“I have had the worse three years of my life due to the death of my partner at work. Mr. Thompson was very understanding and helped me in more ways than he could ever imagine. I’m so grateful to him I would recommend him and his firm to anyone. Not only did he keep me well informed but also explained every thing in detail when I did not understand he got me through a difficult time when in Coroner’s Court. All I can do is wish him all the luck in the world and hope he practices in law for a long time.”
A very kind recommendation from a client in Manchester. You can see what clients say.
A fatal accident caused by the fault of another can be compensated. The people entitled and how much compensation is due must be considered carefully. Most of the rules are set by Statute, and it is a shame the law has not kept up to date with social change. I hope there will be changes in the future which help all those left in difficult circumstances by a fatal accident.
The law set out below is current at July 2009. The law was different before, and may be different after, so use this page for information and contact us to weigh up your own circumstances.
There are two statutes which outline what can be recovered. These are Law Reform (Miscellaneous Provisions) Act 1934 and the Fatal Accidents Act 1976. Both Acts have been amended and updated.
1. The Law Reform legislation means that death does not bring to an end a persons ability to recover compensation for injury and loss. This law is only relevant where death is not instantaneous. It would allow the representatives of a deceased person to recover compensation for injury and financial loss between an accident/injury and death. The action is brought by the deceased’s Estate, by Executors if there is a Will, and Personal Representatives if there is no will (known as intestacy). The principles which apply to calculating compensation for injury and loss are the same as those used for claimants who are alive.
The Fatal Accidents Act allows two further claims to be made, but the relationships between individuals are important.

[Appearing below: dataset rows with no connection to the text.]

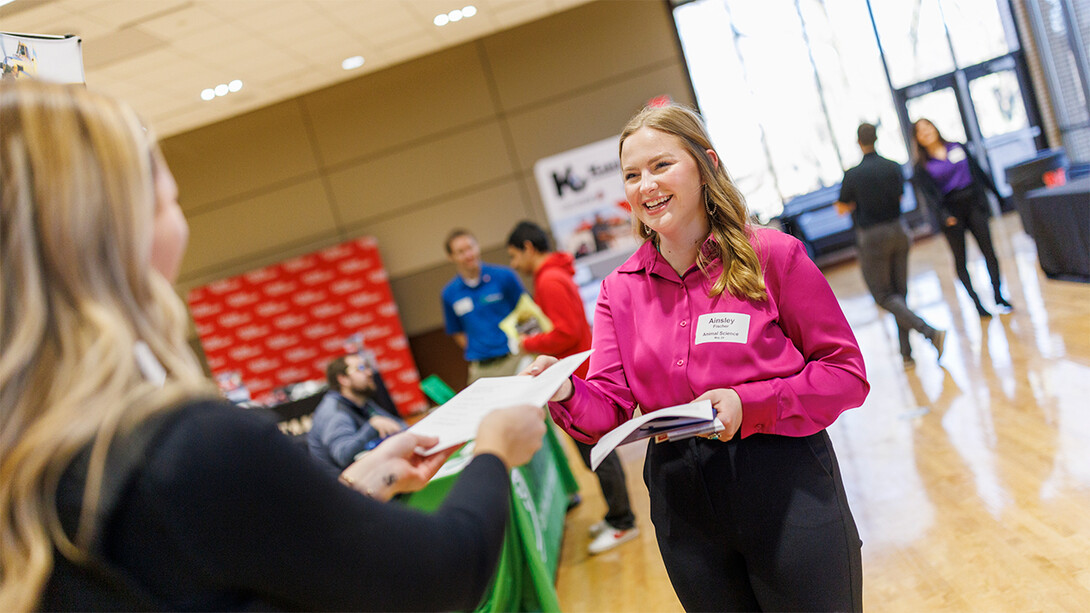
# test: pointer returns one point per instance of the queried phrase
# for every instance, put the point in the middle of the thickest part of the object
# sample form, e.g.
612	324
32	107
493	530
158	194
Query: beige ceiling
159	55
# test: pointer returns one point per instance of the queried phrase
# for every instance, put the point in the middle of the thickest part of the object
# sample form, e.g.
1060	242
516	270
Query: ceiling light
353	62
455	15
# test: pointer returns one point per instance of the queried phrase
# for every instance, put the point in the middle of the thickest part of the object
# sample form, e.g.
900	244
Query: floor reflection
953	468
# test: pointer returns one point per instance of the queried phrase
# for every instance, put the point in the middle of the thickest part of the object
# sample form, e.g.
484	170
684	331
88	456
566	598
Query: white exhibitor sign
58	59
584	199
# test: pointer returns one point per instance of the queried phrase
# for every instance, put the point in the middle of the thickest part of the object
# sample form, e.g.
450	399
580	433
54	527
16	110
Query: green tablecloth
540	493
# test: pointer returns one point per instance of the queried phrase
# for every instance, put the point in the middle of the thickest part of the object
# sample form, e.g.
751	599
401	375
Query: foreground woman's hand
395	467
539	365
513	434
728	409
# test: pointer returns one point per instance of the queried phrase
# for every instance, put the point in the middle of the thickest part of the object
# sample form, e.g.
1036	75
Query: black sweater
226	513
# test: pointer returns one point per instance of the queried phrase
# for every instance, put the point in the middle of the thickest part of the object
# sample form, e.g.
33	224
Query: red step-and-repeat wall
282	324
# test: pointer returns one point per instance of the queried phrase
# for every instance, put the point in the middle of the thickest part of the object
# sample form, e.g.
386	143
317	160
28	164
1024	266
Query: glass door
984	105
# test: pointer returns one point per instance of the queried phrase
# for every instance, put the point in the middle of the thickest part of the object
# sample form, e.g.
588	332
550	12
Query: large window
784	83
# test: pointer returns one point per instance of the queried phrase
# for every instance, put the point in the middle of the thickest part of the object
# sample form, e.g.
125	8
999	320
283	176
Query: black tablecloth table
1058	219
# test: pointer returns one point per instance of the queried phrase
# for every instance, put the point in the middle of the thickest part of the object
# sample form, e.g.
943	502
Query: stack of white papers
671	423
458	419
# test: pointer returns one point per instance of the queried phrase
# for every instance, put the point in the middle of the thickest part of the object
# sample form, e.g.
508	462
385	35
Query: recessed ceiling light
353	62
455	15
221	89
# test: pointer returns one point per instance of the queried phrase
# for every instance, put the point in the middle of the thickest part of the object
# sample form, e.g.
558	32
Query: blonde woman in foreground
124	482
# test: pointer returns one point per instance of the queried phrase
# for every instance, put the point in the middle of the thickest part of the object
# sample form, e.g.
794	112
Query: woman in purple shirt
710	307
954	183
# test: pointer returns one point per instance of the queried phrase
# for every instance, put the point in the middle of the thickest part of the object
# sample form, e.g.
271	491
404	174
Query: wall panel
410	152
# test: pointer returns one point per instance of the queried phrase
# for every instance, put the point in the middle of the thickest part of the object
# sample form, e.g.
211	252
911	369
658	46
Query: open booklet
457	420
527	319
671	423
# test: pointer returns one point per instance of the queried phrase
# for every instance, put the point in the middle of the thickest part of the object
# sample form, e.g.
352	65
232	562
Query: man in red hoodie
558	297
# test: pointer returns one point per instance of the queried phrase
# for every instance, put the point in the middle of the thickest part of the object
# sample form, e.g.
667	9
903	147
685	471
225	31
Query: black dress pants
610	476
969	206
754	524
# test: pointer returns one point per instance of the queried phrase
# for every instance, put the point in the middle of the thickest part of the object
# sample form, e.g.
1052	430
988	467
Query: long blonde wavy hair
729	218
76	211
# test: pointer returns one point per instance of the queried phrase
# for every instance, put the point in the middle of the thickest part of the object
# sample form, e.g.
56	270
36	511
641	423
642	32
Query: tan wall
409	153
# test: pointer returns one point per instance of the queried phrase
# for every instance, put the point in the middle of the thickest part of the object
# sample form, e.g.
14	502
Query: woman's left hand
728	408
395	467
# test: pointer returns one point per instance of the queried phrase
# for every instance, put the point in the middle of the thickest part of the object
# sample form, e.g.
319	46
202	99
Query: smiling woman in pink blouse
710	307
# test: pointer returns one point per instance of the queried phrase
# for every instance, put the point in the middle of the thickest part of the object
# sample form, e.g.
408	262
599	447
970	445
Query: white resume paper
457	420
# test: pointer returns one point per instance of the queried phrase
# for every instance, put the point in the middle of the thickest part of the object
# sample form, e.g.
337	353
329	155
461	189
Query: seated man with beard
348	420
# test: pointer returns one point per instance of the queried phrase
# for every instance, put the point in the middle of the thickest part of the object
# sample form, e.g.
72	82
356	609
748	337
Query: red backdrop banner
282	324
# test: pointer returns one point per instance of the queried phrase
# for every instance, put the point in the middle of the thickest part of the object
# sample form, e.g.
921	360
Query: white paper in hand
458	419
674	422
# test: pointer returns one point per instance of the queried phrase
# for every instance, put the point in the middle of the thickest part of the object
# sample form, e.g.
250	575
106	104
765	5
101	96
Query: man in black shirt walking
872	191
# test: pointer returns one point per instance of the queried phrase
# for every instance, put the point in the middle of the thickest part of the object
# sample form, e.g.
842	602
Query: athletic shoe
597	528
610	538
939	339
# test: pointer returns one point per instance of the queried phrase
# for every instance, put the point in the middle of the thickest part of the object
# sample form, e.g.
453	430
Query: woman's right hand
539	367
513	434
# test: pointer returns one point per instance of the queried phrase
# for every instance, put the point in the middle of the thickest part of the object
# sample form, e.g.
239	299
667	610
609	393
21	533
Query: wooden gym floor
969	479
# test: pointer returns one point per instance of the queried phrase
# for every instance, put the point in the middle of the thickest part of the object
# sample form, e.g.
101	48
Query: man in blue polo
474	302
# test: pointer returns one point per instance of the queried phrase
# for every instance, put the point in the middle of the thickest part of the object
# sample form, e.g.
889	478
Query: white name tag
463	305
723	327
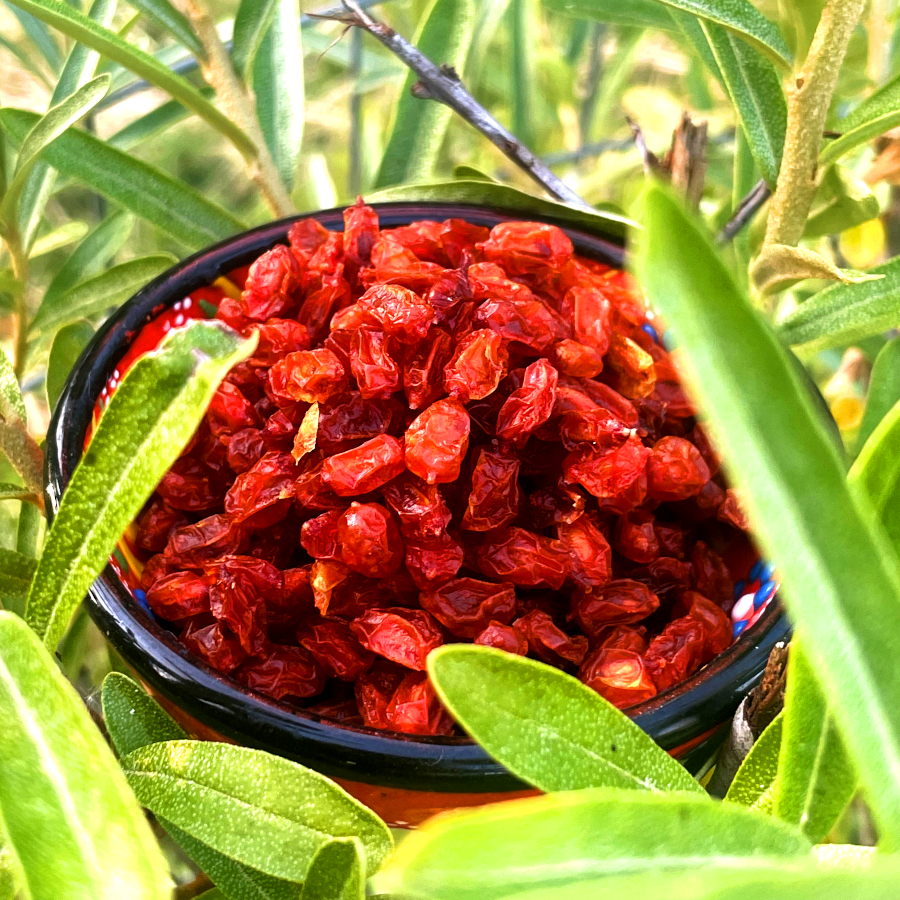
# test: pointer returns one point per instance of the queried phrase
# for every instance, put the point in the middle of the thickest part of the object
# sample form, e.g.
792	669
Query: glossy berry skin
403	636
446	433
369	540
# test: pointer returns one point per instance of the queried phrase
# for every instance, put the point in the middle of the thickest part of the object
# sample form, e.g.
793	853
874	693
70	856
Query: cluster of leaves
618	814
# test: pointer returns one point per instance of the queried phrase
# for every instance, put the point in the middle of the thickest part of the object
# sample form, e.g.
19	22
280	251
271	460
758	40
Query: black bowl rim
676	717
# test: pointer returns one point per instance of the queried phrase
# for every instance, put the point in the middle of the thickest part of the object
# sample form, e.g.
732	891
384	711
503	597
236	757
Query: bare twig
747	209
219	72
443	84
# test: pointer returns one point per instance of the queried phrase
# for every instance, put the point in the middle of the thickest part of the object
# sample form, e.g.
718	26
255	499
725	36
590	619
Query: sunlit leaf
69	815
840	578
149	419
258	809
418	126
548	728
170	205
573	837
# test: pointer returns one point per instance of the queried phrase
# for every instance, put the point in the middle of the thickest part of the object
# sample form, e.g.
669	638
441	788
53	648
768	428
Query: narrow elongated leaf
873	117
755	90
170	205
840	578
67	345
884	390
278	85
576	836
767	879
16	572
258	809
876	472
418	126
743	19
754	782
251	22
639	13
80	66
59	238
70	818
504	197
79	27
97	294
45	130
337	872
171	20
844	313
135	720
816	778
148	421
547	727
16	443
94	252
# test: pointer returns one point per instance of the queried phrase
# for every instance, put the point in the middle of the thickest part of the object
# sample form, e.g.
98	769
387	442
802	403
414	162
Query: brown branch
219	72
747	209
443	84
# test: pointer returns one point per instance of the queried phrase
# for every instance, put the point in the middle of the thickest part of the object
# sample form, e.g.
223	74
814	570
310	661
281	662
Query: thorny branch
443	84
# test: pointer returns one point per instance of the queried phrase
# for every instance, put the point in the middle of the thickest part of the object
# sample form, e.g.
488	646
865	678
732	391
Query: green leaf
840	579
94	252
235	881
548	728
148	421
844	313
16	443
260	810
418	126
79	27
877	114
46	130
754	782
251	22
578	836
755	90
884	390
278	85
15	492
80	65
67	345
504	197
743	19
816	779
171	20
69	816
98	294
337	872
16	572
842	201
135	720
170	205
639	13
876	472
60	237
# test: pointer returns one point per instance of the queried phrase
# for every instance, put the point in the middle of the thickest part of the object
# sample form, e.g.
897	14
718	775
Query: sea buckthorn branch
219	72
442	83
809	97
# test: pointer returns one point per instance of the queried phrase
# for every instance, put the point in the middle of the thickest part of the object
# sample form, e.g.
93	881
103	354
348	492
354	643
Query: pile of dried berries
446	433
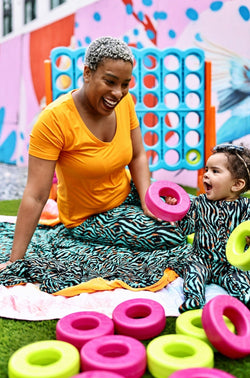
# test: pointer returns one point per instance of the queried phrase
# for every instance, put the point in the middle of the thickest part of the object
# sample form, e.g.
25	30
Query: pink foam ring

2. In the case of a death after 1 January 2008 a bereavement award of £11,800 is payable to the spouse or civil partner of the deceased, or if the deceased was below 18 years of age and had not married, the parents are entitled to this award. Please note that at this time “partners,” and/or “common law” husbands or wives are not entitled to a bereavement award. If the cause of action arises after 1 April 2013 in England and Wales the sum is increased to £12,980*.
3. Reasonable funeral expenses can be recovered.
4. The Fatal Accidents Act then allows a claim to be brought for financial “dependants” of the deceased. Again the persons who may be entitled are defined, and more liberally than the persons entitled to the bereavement award. Dependants are:
(a) the wife or husband or former wife or husband of the deceased (and Civil Partners);
(b) any person who—
(i) was living with the deceased in the same household immediately before the date of the death; and
(ii) had been living with the deceased in the same household for at least two years before that date; and
(iii) was living during the whole of that period as the husband or wife of the deceased;
(c) any parent or other ascendant of the deceased;
(d) any person who was treated by the deceased as his parent;
(e) any child or other descendant of the deceased;
(f) any person (not being a child of the deceased) who, in the case of any marriage to which the deceased was at any time a party, was treated by the deceased as a child of the family in relation to that marriage;
(g) any person who is, or is the issue of, a brother, sister, uncle or aunt of the deceased.
The section above is a direct quote from the legislation, except for the addition of Civil partners too point (a).
You will appreciate great care has to be taken to establish who is entitled to compensation.
You may seek compensation for the loss of financial support if you are a dependant. Compensation is awarded for the loss of the victim’s financial support and services since his or her death. This consists of the portion of the deceased’s income devoted to the family or dependants, the home and other outgoings, together with compensation for any services that the victim provided, such as childcare, domestic assistance, gardening or DIY.
The financial basis for dependancy varies in each case so it would be misleading to set out guideline figures.
Only one action can be brought in respect of a death, so it is vital that all possible claims are identified.
The action can be brought by the Executors or Personal Representatives, but if they do not take up the case, those entitled under the rules may put forward the case, but the warning above should be noted.